The restructuring plan made it into the House’s 2025 draft spending bill for NIH, but the current chair of the House appropriations committee, Representative Tom Cole (R–OK), has said spending bills are not the right vehicle for such major changes. Whether the legislation would be resurrected in the next Congress, which begins in January 2025, is unclear. McMorris Rodgers is retiring and even if the Republican Party retains control of the House—which likely won’t be known until later this week—no other Republican on the committee has shown interest in picking up the plan. “I don’t know that anyone has emerged,” says Carrie Wolinetz, a former NIH top official now with Lewis-Burke Associates, a lobbying firm that specializes in research issues.
More modest proposals could, however, come from Representative Diana DeGette (D–CO), who has expressed interested in crafting legislation that would build on the 21st Century Cures Act, a 2016 law aimed at speeding treatments to patients that she cosponsored.
In the Senate, Senator Bill Cassidy (LA), the senior Republican on the Committee on Health, Education, Labor and Pensions (HELP), released his own white paper on NIH reform earlier this year. It includes ideas such as tweaking the peer-review process and bolstering support for basic research. With the Senate shifting to Republican control next year as a result of the elections, Cassidy could become HELP’s chair, and he has said NIH reform will be a priority for him.
But again, any movement will depend in part on the priorities of other HELP members. “He’s really the only senator we’ve seen with that intense NIH interest,” Wolinetz says.
Few who spoke with Science think NIH will undergo a major consolidation.

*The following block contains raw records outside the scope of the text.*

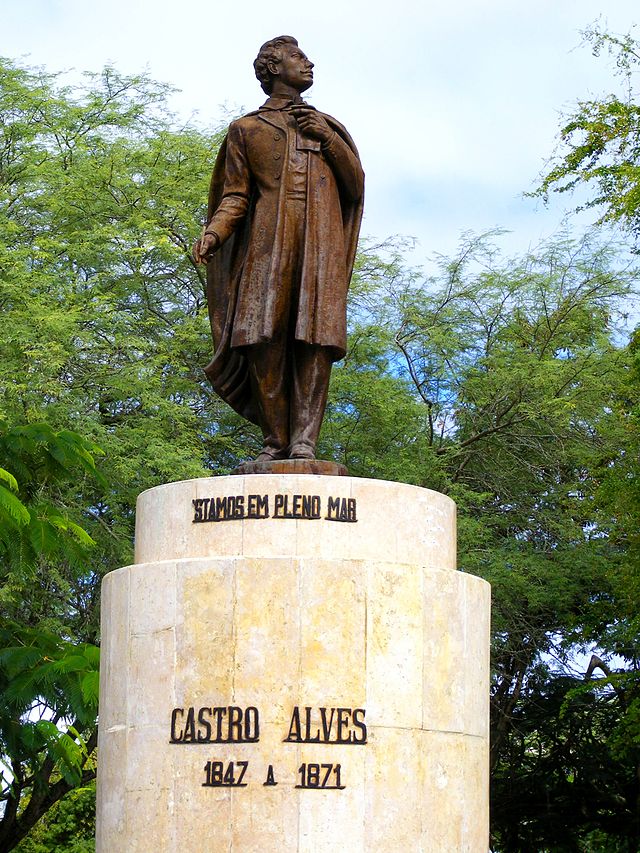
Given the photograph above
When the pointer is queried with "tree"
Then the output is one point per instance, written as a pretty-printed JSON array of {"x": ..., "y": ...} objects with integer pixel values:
[
  {"x": 48, "y": 682},
  {"x": 600, "y": 142},
  {"x": 519, "y": 367}
]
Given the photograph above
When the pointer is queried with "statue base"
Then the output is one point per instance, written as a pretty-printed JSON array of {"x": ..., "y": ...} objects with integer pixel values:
[{"x": 293, "y": 665}]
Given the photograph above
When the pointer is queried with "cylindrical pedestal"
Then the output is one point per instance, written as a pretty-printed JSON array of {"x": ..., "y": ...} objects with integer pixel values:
[{"x": 293, "y": 664}]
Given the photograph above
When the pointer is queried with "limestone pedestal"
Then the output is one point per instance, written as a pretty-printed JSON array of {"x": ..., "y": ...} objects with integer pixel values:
[{"x": 293, "y": 664}]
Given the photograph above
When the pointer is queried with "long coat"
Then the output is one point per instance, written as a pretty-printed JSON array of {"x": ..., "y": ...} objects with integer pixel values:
[{"x": 248, "y": 212}]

Varmus, who 25 years ago proposed collapsing NIH into just six institutes, says he’s still convinced that “would be more effective.” But, “I’ve learned how difficult it is to make the required changes,” he says, given “existing loyalties to the existing arrangements”—a reference to the powerful influence of disease advocacy groups who prefer the current setup. And "there are more important issues to worry about," he adds.
One policy proposal that seems to have widespread support is limiting NIH institute directors to a 5-year term that can be renewed just once. Varmus says a “good case can made” for such limits as long as they allow for longer terms in “exceptional circumstances.”

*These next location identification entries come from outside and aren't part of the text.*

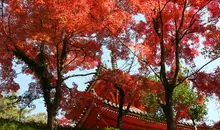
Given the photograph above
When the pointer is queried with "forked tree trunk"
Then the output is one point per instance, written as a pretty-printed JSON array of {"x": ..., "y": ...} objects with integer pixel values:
[
  {"x": 168, "y": 110},
  {"x": 51, "y": 115},
  {"x": 120, "y": 109}
]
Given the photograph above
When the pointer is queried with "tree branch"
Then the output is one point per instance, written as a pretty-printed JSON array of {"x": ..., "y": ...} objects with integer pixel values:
[
  {"x": 197, "y": 70},
  {"x": 78, "y": 75}
]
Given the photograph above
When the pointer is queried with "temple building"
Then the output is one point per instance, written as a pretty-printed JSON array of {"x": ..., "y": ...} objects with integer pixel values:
[{"x": 101, "y": 116}]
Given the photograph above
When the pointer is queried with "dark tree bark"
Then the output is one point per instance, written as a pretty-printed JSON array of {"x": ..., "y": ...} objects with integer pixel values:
[
  {"x": 168, "y": 110},
  {"x": 120, "y": 109}
]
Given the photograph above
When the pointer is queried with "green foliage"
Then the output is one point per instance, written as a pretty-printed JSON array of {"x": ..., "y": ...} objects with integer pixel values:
[
  {"x": 182, "y": 96},
  {"x": 37, "y": 118},
  {"x": 198, "y": 111},
  {"x": 8, "y": 109},
  {"x": 6, "y": 124}
]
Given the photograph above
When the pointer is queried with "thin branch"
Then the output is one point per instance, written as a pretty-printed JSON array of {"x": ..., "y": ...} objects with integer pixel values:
[
  {"x": 78, "y": 75},
  {"x": 197, "y": 70},
  {"x": 127, "y": 46}
]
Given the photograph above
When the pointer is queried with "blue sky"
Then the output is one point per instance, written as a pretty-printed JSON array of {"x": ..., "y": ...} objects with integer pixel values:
[{"x": 213, "y": 104}]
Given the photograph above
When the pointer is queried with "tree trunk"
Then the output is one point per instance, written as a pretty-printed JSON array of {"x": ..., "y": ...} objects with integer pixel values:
[
  {"x": 120, "y": 109},
  {"x": 51, "y": 114},
  {"x": 171, "y": 124}
]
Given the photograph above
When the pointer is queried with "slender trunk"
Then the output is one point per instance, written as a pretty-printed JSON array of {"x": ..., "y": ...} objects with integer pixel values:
[
  {"x": 171, "y": 124},
  {"x": 120, "y": 109},
  {"x": 51, "y": 114}
]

Despite all this uncertainty, “We do think we will see action on NIH reform next year or in 2026,” Zeitzer says. “The momentum on that is so strong.”

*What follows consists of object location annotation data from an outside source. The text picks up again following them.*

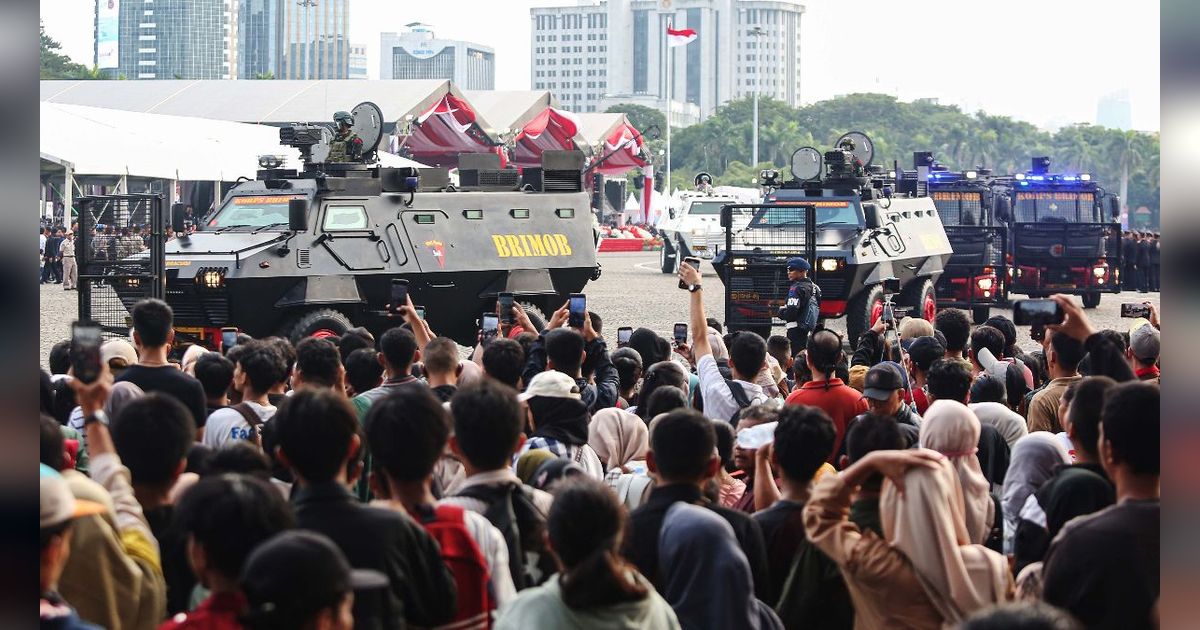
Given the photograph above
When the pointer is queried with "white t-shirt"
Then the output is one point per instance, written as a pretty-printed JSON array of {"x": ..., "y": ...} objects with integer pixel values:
[{"x": 226, "y": 426}]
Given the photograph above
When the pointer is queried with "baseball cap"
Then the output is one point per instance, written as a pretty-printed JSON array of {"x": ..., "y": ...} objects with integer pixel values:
[
  {"x": 1145, "y": 342},
  {"x": 299, "y": 571},
  {"x": 58, "y": 504},
  {"x": 552, "y": 384},
  {"x": 881, "y": 381},
  {"x": 798, "y": 264}
]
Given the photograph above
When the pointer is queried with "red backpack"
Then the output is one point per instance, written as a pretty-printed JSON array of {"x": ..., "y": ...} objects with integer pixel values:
[{"x": 448, "y": 526}]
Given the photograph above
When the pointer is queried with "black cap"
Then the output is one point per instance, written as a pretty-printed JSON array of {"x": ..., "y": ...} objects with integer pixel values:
[
  {"x": 299, "y": 573},
  {"x": 881, "y": 381}
]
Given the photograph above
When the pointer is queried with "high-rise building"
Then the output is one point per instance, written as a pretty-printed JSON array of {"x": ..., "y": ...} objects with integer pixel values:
[
  {"x": 293, "y": 39},
  {"x": 742, "y": 47},
  {"x": 165, "y": 39},
  {"x": 419, "y": 54}
]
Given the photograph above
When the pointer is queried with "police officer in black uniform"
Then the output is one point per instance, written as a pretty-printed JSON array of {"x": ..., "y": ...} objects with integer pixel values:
[{"x": 798, "y": 295}]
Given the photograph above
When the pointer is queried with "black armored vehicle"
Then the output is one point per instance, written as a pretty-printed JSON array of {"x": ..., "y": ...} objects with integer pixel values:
[
  {"x": 856, "y": 227},
  {"x": 1065, "y": 234},
  {"x": 313, "y": 251}
]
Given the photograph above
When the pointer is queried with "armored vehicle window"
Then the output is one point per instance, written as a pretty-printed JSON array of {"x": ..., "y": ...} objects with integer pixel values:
[{"x": 345, "y": 217}]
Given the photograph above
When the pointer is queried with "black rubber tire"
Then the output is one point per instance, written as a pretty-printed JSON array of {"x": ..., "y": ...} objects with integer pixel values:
[
  {"x": 669, "y": 257},
  {"x": 858, "y": 313},
  {"x": 310, "y": 322}
]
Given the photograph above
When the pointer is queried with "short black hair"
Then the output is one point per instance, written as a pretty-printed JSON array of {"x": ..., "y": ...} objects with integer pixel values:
[
  {"x": 949, "y": 379},
  {"x": 748, "y": 353},
  {"x": 682, "y": 444},
  {"x": 229, "y": 515},
  {"x": 1067, "y": 349},
  {"x": 60, "y": 358},
  {"x": 407, "y": 432},
  {"x": 215, "y": 373},
  {"x": 262, "y": 364},
  {"x": 871, "y": 432},
  {"x": 315, "y": 427},
  {"x": 503, "y": 360},
  {"x": 487, "y": 421},
  {"x": 564, "y": 347},
  {"x": 955, "y": 325},
  {"x": 318, "y": 361},
  {"x": 363, "y": 370},
  {"x": 399, "y": 347},
  {"x": 804, "y": 439},
  {"x": 153, "y": 321},
  {"x": 988, "y": 337},
  {"x": 151, "y": 435},
  {"x": 1131, "y": 421},
  {"x": 1086, "y": 406},
  {"x": 52, "y": 443}
]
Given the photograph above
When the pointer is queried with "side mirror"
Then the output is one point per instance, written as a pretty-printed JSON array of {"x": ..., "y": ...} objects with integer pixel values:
[
  {"x": 871, "y": 213},
  {"x": 298, "y": 215},
  {"x": 178, "y": 214}
]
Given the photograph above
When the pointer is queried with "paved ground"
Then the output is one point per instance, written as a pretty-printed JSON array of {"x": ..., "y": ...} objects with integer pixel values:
[{"x": 631, "y": 292}]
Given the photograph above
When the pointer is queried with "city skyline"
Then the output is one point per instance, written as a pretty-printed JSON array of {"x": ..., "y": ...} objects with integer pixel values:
[{"x": 1055, "y": 72}]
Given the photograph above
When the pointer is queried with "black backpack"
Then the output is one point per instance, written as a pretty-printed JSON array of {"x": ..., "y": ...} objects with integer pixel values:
[{"x": 510, "y": 508}]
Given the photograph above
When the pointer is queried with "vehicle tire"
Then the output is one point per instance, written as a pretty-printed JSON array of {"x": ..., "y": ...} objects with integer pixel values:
[
  {"x": 921, "y": 299},
  {"x": 862, "y": 311},
  {"x": 669, "y": 257},
  {"x": 319, "y": 323}
]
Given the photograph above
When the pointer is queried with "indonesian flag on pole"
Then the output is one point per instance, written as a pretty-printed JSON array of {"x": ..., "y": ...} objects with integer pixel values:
[{"x": 679, "y": 37}]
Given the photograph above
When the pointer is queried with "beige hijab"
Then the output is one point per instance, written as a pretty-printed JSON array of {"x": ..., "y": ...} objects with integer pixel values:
[
  {"x": 953, "y": 430},
  {"x": 925, "y": 523},
  {"x": 618, "y": 437}
]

More modest changes could happen sooner. Next week, at the request of lawmakers, NIH will reconvene a defunct advisory board created by Congress in 2006 to review the agency’s structure. The Scientific Management Review Board might start, for example, with looking at ways to share infrastructure for clinical trials across institutes, Wolinetz suggests. “It might be an opportunity to increase the efficiency without actually reorganizing the whole organizational chart.”